だがこの遠征でわかったのだが、ガッツさんは意外と切れ者だ。
脳筋な印象だったが全然違う。
このごまかしも通用していないだろう。
「言いたくないなら詮索しないが、言った方がいい事なら言えよ」
俺は諦めてガッツさんに秘密の通路のことを話した。
「あー。なんかいろいろ繋がったぞ」
「なんか疑ってました?」
「カラッカにお前達が居ると思ったら、いつのまにか村に帰ってたりしたからな」
「ですよねー」
「ポーラはこれのこと知ってるのか?」
「え?」
ガッツさんは少し恥ずかしそうに聞いてきた。
「あー知らないですけど、ガッツさんにばれちゃったので伝えてもいいですけど」
「本当か?」
「正直あんまり使って欲しくはないですが、カラッカの家の秘密の通路も使ってもらってもいいですし」
「わかった。この大仕事が終わったら使わせてもらう」
「わかりました。
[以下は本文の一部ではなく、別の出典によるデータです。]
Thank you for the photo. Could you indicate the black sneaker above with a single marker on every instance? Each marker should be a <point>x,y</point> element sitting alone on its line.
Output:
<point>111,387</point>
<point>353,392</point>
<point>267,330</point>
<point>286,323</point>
もしなんかあったら、ここの秘密の通路を使って俺らを呼びに来てもらってもいいですから」
「そうならないことを願うよ」
ガッツさんは秘密の通路を確認すると帰って行った。
「じゃあみんな、諸々よろしくね」
「「「「「「はーい!」」」」」」」
俺はみんなが村に帰ったことを確認し、馬車に戻った。
▽ ▽ ▽
ここ3日の帰路はとても快適だ。
ポゼッションドールを使わないでいいし、王女達の目を気にしなくてもいい。
最高すぎる。
大量発生には数回遭遇したが行きほどではなかった。
今日の昼前には村へ帰れるだろう。
「アメリア達にカラッカの冒険者業を頼んでるから、鬼将軍の剱は俺と一緒にマヌセラの街へ行こう」
「何があるの?」
「海だよ。いまヒューズさん達が海に卵を撒いてる怪しい商会を調べてる」
「海見たことないから楽しみ!」
「俺も見たことない!」
村の子供はほとんど村から出たことがない。
海を見たらテンションが上がるだろうな。
「師匠!村にそろそろ着くよ」
御者台に座っているチャールズ兄が言った。
「よーし!やりたいこと多いけど全部やってやるぞ」
王族と一緒に生活していたストレスで俺の欲求は爆発していた。
村に帰るとアメリア達が居た。
「ライル!」
アメリア達は慌てているみたいだ。
「どうしたの?」
「今日の朝、ガッツさんが来たの」
「え?」
嫌な予感がする。
「ササントの街で大地震があって、盗賊が居た小屋の近くに大きなダンジョンが現れたって」
「あーこれは行かないとダメだな。でもマヌセラも行かないとダメだし、カラッカの街の依頼もこなさないと」
俺は頭をフル活用させた。
「強弓と鋭牙はカラッカの街の依頼の処理、ササントのダンジョン攻略には剱と剛角。俺はマヌセラに行く!」
「「「「「「「はい!」」」」」」」
「フリードとライムはダンジョンに連れて行って!」
同時にめんどくさいことが起きてしまった。
ユイの事をヤリネさんに確認をしなきゃいけないのに。
「みんな、大変だけどおねがいね」
「「「「「「「はい!」」」」」」」」
弟子達はすぐに動き出した。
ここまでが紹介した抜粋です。